There is very broad interest in shared cloud based OGP resources.  To quote MIT, “instead of figuring out how and when to harvest metadata from many sites/systems, we’d like to explore all sites contributing metadata to one shared site that can be easily searched by all
instanced of OpenGeoPortal”.  Tufts will take the lead by generating a beta proposal and starting a discussion within the community.  The current OGP functionality of each institution controlling whose data they see will be preserved.  It will likely require metadata standards.  We envision administration access similar to the OGP source repository; staff from multiple institutions will have commit privileges.   Such a system will eventually require we handle cross-institution de-duplication.

We will likely hold another OGP Tech Talk meeting at the end of January.  It may use a telephone based conference call to provide high quality audio and Adobe Connect for chat and screen sharing.  Please let Steve know if that would be a problem for you.

Additionally, feel free to use the mailing list for questions, meeting agenda items and announcements.

On-line Technical Chat

A bunch of OGP developers are getting together on Wednesday, January 11th at 4pm Eastern Time.  If you want to join us, email Steve McDonald (Stephen.McDonald@tufts.edu).  Here’s our agenda:

  • Status Update – what people are doing
  • Berkeley’s Project
  • Solr Schema Changes
  • Questions – Protected content programming

Here’s the details on Berkeley’s project:

Here at Berkeley, we have about 40,000 scanned maps, mostly from topographic map sets.
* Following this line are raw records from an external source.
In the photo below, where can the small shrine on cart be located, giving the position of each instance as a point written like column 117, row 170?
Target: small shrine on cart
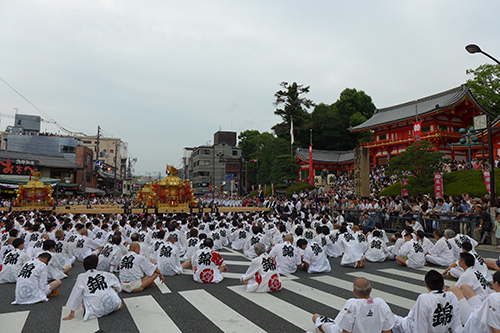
column 171, row 191
column 34, row 193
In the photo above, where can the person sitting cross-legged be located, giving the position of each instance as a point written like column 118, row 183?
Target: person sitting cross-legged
column 411, row 254
column 485, row 318
column 133, row 266
column 362, row 314
column 31, row 284
column 96, row 291
column 207, row 264
column 437, row 311
column 262, row 274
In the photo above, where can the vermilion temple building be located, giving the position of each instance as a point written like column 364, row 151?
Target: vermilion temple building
column 441, row 115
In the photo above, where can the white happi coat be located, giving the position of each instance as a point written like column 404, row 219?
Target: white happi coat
column 155, row 248
column 360, row 315
column 35, row 248
column 377, row 250
column 12, row 263
column 94, row 289
column 476, row 281
column 394, row 249
column 457, row 242
column 332, row 246
column 206, row 263
column 64, row 252
column 315, row 256
column 133, row 266
column 169, row 262
column 55, row 268
column 84, row 247
column 479, row 264
column 263, row 275
column 31, row 284
column 361, row 238
column 484, row 317
column 191, row 248
column 426, row 243
column 252, row 239
column 180, row 240
column 100, row 237
column 287, row 257
column 240, row 237
column 350, row 247
column 435, row 312
column 413, row 251
column 110, row 255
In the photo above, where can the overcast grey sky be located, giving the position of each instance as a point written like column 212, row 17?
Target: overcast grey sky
column 163, row 75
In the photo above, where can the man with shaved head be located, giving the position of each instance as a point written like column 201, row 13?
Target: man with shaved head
column 287, row 256
column 359, row 315
column 133, row 266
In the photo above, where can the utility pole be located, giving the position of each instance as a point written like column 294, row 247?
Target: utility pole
column 97, row 154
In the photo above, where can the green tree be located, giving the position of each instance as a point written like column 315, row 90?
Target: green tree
column 260, row 151
column 290, row 103
column 330, row 123
column 486, row 86
column 419, row 163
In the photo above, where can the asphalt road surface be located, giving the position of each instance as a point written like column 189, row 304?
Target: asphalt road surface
column 182, row 305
These maps have to be georeferenced, which is a long process, but we can assign bounding boxes to each file/sheet. We would like to make these maps available to our patrons for searching and visualizing while we are working on georeferencing them. We have managed to get non-georeferenced images into Geoserver, so we can use the same server and access method for the non-georeferenced images as for the georeferenced ones.

PROPOSAL

We propose that we add a new key value pair to the Solr record. The key would be ‘georeferenced’ and the values would be true or false.

The Solr record would have a bounding box, but the bounding box would be approximate.

A layer whose Solr record ‘georeferenced’ field has a value of false would behave in every way like a regular layer except that
on preview, the layer would open in a new openlayer window.

Since the URL for accessing a non-georeferenced layer is different from a regular WMS call, there will also be some code that will deal with that, but it can easily work off the ‘georeferenced’ metadata tag. (here is an example

<a href=”http://linuxdev.lib.berkeley.edu:8080/geoserver/UCB/wms?service=WMS&version=1.1.0&request=GetMap&layers=UCB:images&CQL_FILTER=PATH=’furtwangler/17076013_02_015a.tif’&styles=&bbox=0.0,-65536.0,65536.0,0.0&width=512&height=512&srs=EPSG:404000&format=application/openlayers“>17076013_02_015a.tif</a>

notice the CQL_FILTER argument. This is a working URL, though the Geoserver is on a development system and may go down without notice.)

DEVELOPMENT

Since we have a pressing need for this modification, we would of course do the development and make the code available as an OGP module.